O contrário tem proporcionado o que
estamos vivendo no presente, onde o Poder Legislativo proporciona o que já se convencionou
chamar de inflação legislativa; não sem razão.

Pior que o volume de leis que são
paridas a todo instante só a péssima qualidade das mesmas e o caos que geram,
desestabilizando a sociedade, a segurança pública, a Justiça e o Direito.

2. A questão
do porte de arma

O decreto-lei 3.688, de 3 de outubro
de 1941, entre nós conhecido como Lei das Contravenções Penais, dispôs em seu
art. 19 sobre o porte ilegal de arma nos seguintes termos:

“Art. 19. Trazer consigo arma fora
de casa ou de dependência desta, sem licença da autoridade:

Pena – prisão simples de 15 (quinze)
dias a 6 (seis) meses, ou multa, ou 
ambas cumulativamente”.

Delito anão, o porte ilegal de arma
foi tratado como simples contravenção penal e no mais das vezes sempre acabava
punido tão-somente com pena de multa, e com o advento da Lei 9.099, de 26 de
setembro de 1995, a
Lei dos Juizados Especiais Criminais, por força do disposto em seu art. 61,
passou a ser considerado delito de menor
potencial ofensivo
.

Em 1997 o legislador houve por bem dar
nova regulamentação ao porte ilegal de arma de fogo, e veio à tona a Lei 9.437,
de 20 de fevereiro de 1997, e a partir de então portar ilegalmente arma de fogo
passou a ser crime, punido, no mínimo, com detenção de 1 (um) a 2 (dois) anos e
multa, conforme decorre do disposto no art. 10 da referida lei.

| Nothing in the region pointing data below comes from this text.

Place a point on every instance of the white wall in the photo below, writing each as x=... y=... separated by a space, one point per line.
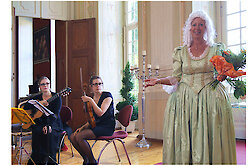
x=25 y=55
x=110 y=45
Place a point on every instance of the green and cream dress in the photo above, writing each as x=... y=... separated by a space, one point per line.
x=198 y=127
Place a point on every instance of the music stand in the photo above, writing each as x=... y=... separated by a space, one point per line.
x=19 y=115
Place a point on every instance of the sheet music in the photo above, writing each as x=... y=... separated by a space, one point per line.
x=40 y=107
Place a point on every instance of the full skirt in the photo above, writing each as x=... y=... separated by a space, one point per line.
x=199 y=128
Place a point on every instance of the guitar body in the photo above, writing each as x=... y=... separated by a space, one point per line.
x=35 y=113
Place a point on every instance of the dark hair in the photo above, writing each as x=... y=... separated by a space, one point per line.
x=93 y=78
x=41 y=78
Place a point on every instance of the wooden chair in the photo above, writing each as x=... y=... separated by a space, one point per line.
x=66 y=115
x=124 y=117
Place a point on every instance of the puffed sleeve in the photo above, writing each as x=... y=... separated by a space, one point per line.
x=219 y=47
x=177 y=63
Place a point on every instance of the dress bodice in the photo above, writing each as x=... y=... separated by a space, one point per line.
x=195 y=72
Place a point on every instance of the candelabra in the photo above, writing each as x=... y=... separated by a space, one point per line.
x=142 y=76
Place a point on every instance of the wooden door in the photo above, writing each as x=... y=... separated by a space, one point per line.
x=80 y=49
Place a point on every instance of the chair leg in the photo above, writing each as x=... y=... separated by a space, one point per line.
x=60 y=147
x=109 y=141
x=116 y=151
x=125 y=151
x=98 y=160
x=71 y=147
x=93 y=144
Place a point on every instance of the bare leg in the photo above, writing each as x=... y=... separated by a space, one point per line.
x=81 y=144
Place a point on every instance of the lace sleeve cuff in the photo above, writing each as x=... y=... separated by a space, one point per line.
x=174 y=85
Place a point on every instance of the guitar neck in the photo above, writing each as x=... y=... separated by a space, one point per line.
x=53 y=97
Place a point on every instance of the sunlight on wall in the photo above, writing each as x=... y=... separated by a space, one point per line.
x=110 y=46
x=25 y=52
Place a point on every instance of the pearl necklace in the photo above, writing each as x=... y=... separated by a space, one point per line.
x=199 y=57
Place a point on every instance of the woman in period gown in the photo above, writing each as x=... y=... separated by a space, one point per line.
x=198 y=125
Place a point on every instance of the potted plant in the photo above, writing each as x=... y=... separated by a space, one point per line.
x=128 y=97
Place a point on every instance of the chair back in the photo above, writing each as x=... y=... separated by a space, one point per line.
x=125 y=114
x=65 y=114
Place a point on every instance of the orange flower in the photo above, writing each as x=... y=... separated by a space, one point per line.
x=224 y=68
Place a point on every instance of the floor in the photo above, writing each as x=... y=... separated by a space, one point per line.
x=138 y=156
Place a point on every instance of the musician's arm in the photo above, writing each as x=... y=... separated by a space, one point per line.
x=104 y=107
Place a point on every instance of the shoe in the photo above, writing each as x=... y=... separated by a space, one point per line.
x=64 y=148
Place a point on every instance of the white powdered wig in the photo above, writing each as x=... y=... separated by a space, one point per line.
x=209 y=34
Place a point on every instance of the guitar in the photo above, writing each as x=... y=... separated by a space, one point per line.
x=35 y=113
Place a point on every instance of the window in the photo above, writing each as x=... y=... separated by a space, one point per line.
x=236 y=25
x=236 y=31
x=131 y=36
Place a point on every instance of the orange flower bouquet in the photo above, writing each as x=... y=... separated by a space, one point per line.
x=227 y=67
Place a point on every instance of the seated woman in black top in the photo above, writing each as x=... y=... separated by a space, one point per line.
x=43 y=145
x=103 y=110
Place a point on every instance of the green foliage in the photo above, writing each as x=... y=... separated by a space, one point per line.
x=239 y=87
x=238 y=61
x=127 y=87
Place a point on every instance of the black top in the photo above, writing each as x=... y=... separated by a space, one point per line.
x=108 y=117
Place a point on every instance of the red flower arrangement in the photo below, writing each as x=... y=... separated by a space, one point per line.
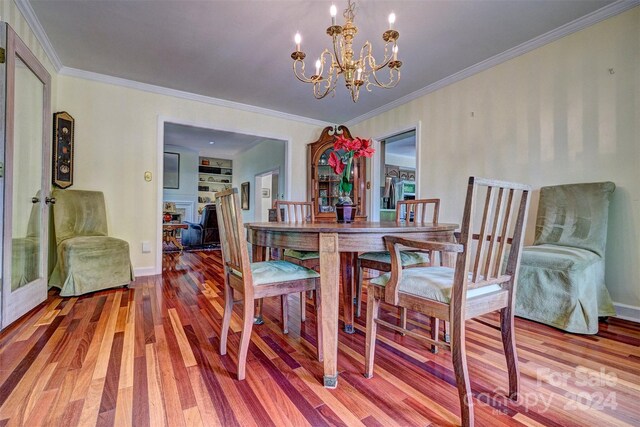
x=341 y=163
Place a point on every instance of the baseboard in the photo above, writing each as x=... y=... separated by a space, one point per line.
x=145 y=271
x=627 y=312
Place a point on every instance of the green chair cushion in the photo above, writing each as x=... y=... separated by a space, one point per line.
x=301 y=255
x=433 y=283
x=268 y=272
x=574 y=215
x=408 y=257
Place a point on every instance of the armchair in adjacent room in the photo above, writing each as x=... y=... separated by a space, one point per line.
x=203 y=233
x=561 y=281
x=88 y=260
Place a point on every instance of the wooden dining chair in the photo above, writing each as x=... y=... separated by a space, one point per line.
x=407 y=212
x=481 y=282
x=297 y=212
x=254 y=280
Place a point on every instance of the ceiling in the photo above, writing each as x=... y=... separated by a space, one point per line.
x=240 y=50
x=226 y=144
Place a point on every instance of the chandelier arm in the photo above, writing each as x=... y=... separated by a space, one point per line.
x=338 y=48
x=300 y=74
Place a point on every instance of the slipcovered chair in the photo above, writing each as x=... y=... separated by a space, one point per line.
x=204 y=233
x=561 y=280
x=88 y=259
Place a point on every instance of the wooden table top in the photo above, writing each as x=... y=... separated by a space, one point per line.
x=354 y=227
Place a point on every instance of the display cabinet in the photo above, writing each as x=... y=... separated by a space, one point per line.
x=323 y=184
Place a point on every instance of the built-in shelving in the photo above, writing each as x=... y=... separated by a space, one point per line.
x=213 y=175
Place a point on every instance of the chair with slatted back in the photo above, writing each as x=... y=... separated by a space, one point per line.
x=407 y=212
x=297 y=212
x=254 y=280
x=480 y=283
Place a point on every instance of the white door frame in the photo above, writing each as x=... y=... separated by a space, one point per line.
x=16 y=303
x=159 y=172
x=374 y=204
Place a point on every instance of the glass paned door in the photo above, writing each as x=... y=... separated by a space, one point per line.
x=24 y=283
x=328 y=183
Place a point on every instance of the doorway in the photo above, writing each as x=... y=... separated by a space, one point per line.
x=267 y=192
x=245 y=153
x=395 y=172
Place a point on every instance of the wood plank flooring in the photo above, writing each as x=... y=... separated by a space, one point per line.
x=148 y=356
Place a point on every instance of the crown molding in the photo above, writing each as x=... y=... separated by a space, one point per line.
x=34 y=23
x=594 y=17
x=160 y=90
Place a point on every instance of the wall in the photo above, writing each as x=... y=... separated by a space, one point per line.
x=402 y=161
x=264 y=157
x=554 y=115
x=117 y=141
x=188 y=176
x=10 y=14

A nova disciplina legal regulou
melhor a matéria estabelecendo diversas condutas típicas por meio de vários
verbos, nos moldes do art. 12 da Lei 6.368/76 (Lei Antitóxicos), e exasperou
consideravelmente a resposta punitiva em várias modalidades que buscou tratar.
Por aqui, é preciso reconhecer que houve um avanço
positivo
na lei.

Contudo, a imprudência, a imperícia
e a voracidade do legislador não lhe permitiram uma reflexão adequada sobre os
limites e alcance da Lei 10.259, de 12 de julho de 2001, que dispondo sobre a
instituição dos Juizados Especiais Cíveis e Criminais no âmbito da Justiça
Federal acabou ampliando o conceito de pequeno potencial ofensivo ao
estabelecer em seu art. 2º, parágrafo único, que “consideram-se infrações de
menor potencial ofensivo, para os efeitos desta Lei, os crimes a que a lei
comine pena máxima não superior a dois anos, ou multa”, de forma a dar nova
dimensão ao art. 61 da Lei 9.099/95.

Decorre de tal ampliação que a maior
parte dos crimes regulados no art. 10 da Lei 9.437/97 passou a ser considerada
e tratada como infração de pequeno
potencial ofensivo
, com as implicações daí decorrentes.

Discute-se agora no Congresso
Nacional Projeto de Lei em que se pretende transformar o crime de porte ilegal
de arma de fogo em crime hediondo,
havendo grandes chances de que tal projeto venha a ser convertido em lei.

Vejamos, então. O porte ilegal de
arma de fogo era uma contravenção até
1997
, e considerado infração de
pequeno potencial ofensivo
por força da Lei 9.099/95, sendo que a partir da
Lei 9.437 passou a ser considerado crime
e deixou de ser infração de pequeno potencial ofensivo. Em 2001 voltou a receber tratamento penal mais brando, readquirindo
o status de infração de pequeno potencial ofensivo, isso por força da Lei
10.259. Pretendem agora, os Srs. Legisladores, transformá-lo em crime hediondo.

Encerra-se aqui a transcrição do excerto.